Ebola virus is transmitted by contact with blood, feces or body fluids from an infected person or by direct contact with the virus, as in a laboratory. People can be exposed to Ebola virus from direct contact with the blood or secretions of an infected person. This is why the virus has often been spread through the families and friends of infected persons: in the course of feeding, holding, or otherwise caring for them, family members and friends would come into close contact with such secretions. People can also be exposed to Ebola virus through contact with objects, such as needles, that have been contaminated with infected secretions.

The incubation period –the period between contact with the virus and the appearance of symptoms — ranges from 2 to 21 days.

The initial symptoms are usually high fever, headache, muscle aches, stomach pain, and diarrhea. There may also be sore throat, hiccups, and red and itchy eyes. The symptoms that tend to follow include vomiting and rash and bleeding problems with bloody nose (epistaxis), spitting up blood from the lungs (hemoptysis) and vomiting it up from the stomach (hematemesis), and bloody eyes (conjunctival hemorrhages). Then finally come chest pain, shock, and death.
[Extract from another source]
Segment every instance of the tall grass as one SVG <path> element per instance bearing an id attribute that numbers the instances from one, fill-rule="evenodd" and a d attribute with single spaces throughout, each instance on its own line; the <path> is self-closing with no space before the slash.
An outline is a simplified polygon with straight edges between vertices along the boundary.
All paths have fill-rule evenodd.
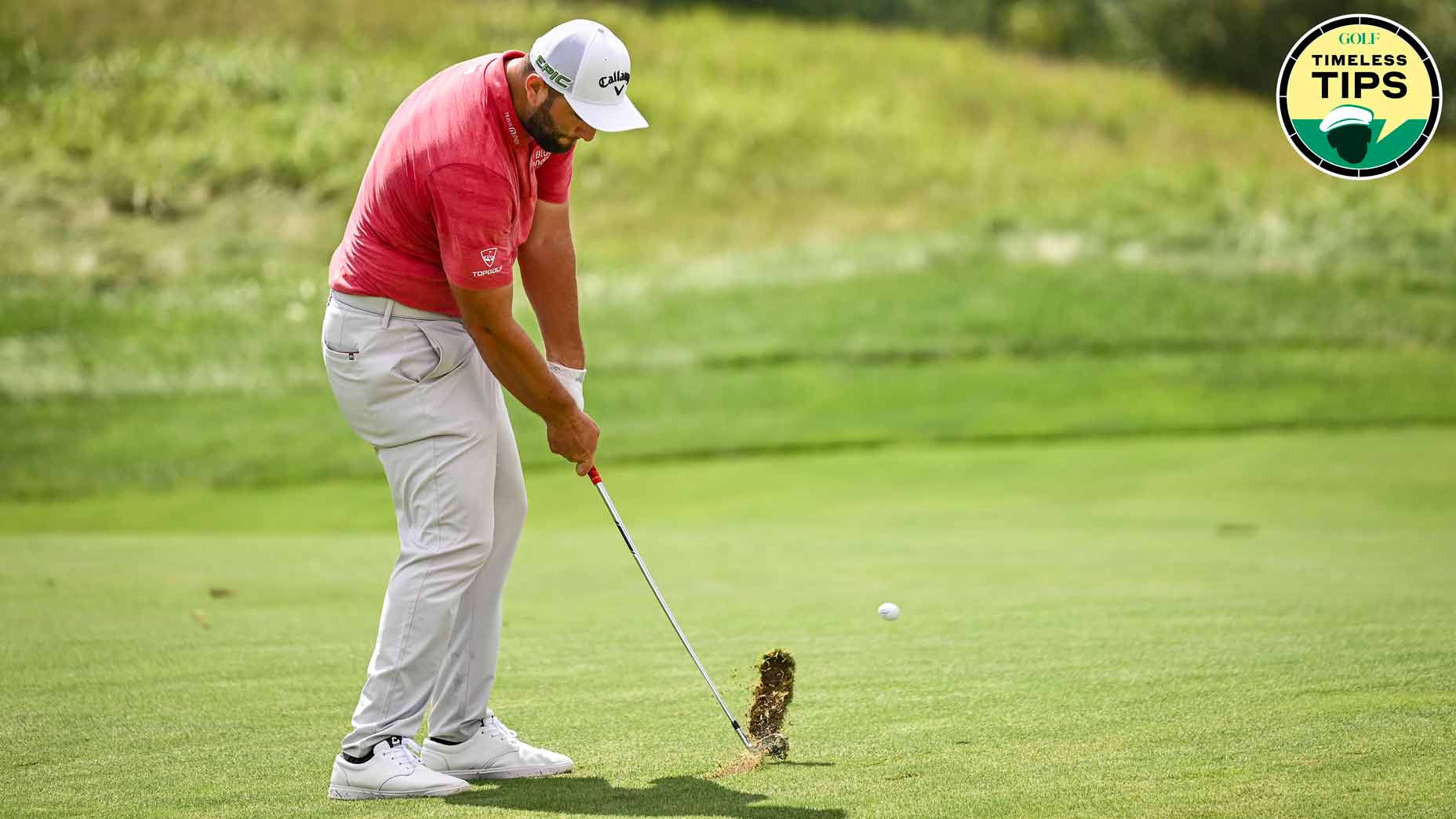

A protein on the surface of the virus has been discovered that is responsible for the severe internal bleeding (the death-dealing feature of the disease). The protein attacks and destroys the endothelial cells lining blood vessels, causing the vessels to leak and bleed.

There is no specific treatment for the disease. Currently, patients receive supportive therapy. This consists of balancing the patient’s fluids and electrolytes, maintaining their oxygen level and blood pressure, and treating them for any complicating infections. Death can occur within 10 days of the onset of symptoms.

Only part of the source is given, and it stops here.